Open dphfox opened this issue 1 year ago • 6 comments

One year on from the original introduction of scopes as a concept, they've single-handedly come to dominate how Fusion thinks about memory management. The reason is simple; it allows developers to define the behaviour of a whole block of code at once, with clean and explicit ways of inserting sub-blocks or isolated islands, and perpendicular ways of inheriting behaviour across those boundaries.

There's another problem for which this is useful: contextual cascading values.

In an ideal world, cascading values act identically to prop drilling: with lexical scope. This is very, very hard to do in practice - without some constraints, the problem is impossible to generally solve in Luau.

So right now, contextuals use an approximation - a call-stack-based approach - by exposing a value only for the duration of a callback. This works so long as the receiving code isn't re-entered once the callback returns - when that happens, the temporary value will have been erased by then. Additionally, other values might leak through if the contextual is set for the code causing the re-entry.

Scopes are actually a great candidate for replacing this. Scopes are "lexical-ish" because they are explicitly drilled down through components, though they're not guaranteed to be unique for each lexical scope. However, this nuance doesn't matter, because the only time scopes have to be distinct from each other is when a distinct observable effect is wanted; either a different lifetime or a different __index table.

The concept of contextual values fits neatly into this model: the observable effect is the value the contextual takes on, which is represented by a distinct scope in which the contextual has a different value.
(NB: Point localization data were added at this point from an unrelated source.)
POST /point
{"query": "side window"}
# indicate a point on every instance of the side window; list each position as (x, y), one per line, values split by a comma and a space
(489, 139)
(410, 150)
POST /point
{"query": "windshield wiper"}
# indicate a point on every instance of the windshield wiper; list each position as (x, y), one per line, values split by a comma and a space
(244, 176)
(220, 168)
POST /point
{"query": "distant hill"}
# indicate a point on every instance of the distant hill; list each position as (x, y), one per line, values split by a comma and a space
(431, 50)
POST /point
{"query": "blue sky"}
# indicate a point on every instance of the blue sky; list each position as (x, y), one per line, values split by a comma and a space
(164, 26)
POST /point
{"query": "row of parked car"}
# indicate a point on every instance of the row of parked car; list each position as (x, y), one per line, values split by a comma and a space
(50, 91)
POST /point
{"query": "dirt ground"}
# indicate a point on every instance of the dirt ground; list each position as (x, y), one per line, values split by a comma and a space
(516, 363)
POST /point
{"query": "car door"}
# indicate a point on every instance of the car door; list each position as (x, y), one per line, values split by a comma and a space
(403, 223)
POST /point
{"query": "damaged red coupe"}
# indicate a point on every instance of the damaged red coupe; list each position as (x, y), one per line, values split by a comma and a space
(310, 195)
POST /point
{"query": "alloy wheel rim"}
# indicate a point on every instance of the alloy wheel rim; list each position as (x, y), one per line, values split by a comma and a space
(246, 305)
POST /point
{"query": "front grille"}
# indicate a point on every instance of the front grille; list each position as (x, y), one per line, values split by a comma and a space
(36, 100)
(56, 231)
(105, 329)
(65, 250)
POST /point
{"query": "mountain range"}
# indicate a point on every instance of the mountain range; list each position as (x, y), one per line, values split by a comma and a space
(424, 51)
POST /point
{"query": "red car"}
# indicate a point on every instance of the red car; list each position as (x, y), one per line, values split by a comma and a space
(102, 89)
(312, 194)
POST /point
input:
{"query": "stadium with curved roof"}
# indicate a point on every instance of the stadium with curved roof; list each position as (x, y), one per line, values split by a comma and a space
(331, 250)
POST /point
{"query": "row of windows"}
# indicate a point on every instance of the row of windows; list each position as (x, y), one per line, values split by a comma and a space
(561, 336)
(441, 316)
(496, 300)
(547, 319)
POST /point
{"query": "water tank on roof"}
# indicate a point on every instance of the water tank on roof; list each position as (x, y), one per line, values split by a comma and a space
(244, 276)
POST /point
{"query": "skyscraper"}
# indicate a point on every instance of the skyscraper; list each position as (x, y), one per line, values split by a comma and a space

To make this work, we will need to decide on some mechanism to inherit data into derived and inner scopes, and should consider renaming scoped to more clearly be a detached 'starting point' or 'root'.

dphfox avatar Aug 31 '24 03:08 dphfox

One way we could do this would be to take advantage of the inherited nature of the __index table - especially if the current outer merge in deriveScopeImpl is substituted for a metatable chain to allow for dynamic contents. But this might affect the performance of method lookups for especially nested scopes, which seems undesirable.

Instead, it might be wiser to attach ancestry information to scopes, probably as part of the metatable. This can be as simple as a reference to the outer scope.

Interested code can then associate scopes with contextual values, and walk up the ancestry to learn about contextual values defined in ancestors.

dphfox avatar Aug 31 '24 03:08 dphfox

Storing ancestry information also has the potential to significantly improve lifetime analysis, by allowing analysis to flow up to common ancestors rather than having to flow down from the scopes being analysed.

dphfox avatar Aug 31 '24 03:08 dphfox

Proposed user facing API surface:

Contextual:is(value):inside(function(scope)
    -- ...
end)

The returned scope is internally weakly mapped to value.

dphfox avatar Aug 31 '24 03:08 dphfox

Alternatively, it'd be possible to ship a design that weakly maps the current scope to a value, but this is undesirable because it forces the developer to explicitly introduce scopes where they want the value to be independent. By creating the scope when a value is changed, we can create that breakpoint automatically.

dphfox avatar Aug 31 '24 03:08 dphfox

As a further consideration, :now() is not scope-aware. It would need to be given a scope to inspect.

For this purpose, we could introduce a new :here(scope) accessor.

Alternatively, we could introduce some kind of object that, when constructed in a scope, can read the Contextual, but this is heavier memory-wise and probably overengineered.

dphfox avatar Aug 31 '24 03:08 dphfox

The mechanisms for :during()/:now() and :inside()/:here() should not be mixed or interact in any way. This would introduce asymmetry (where :now() is scope-unaware but :here() is call-stack-aware) and could confuse users.

We might want to force one or the other to be used per-contextual. It's weird to want to mix them. Alternatively, call-stack-based contextuals could be removed outright.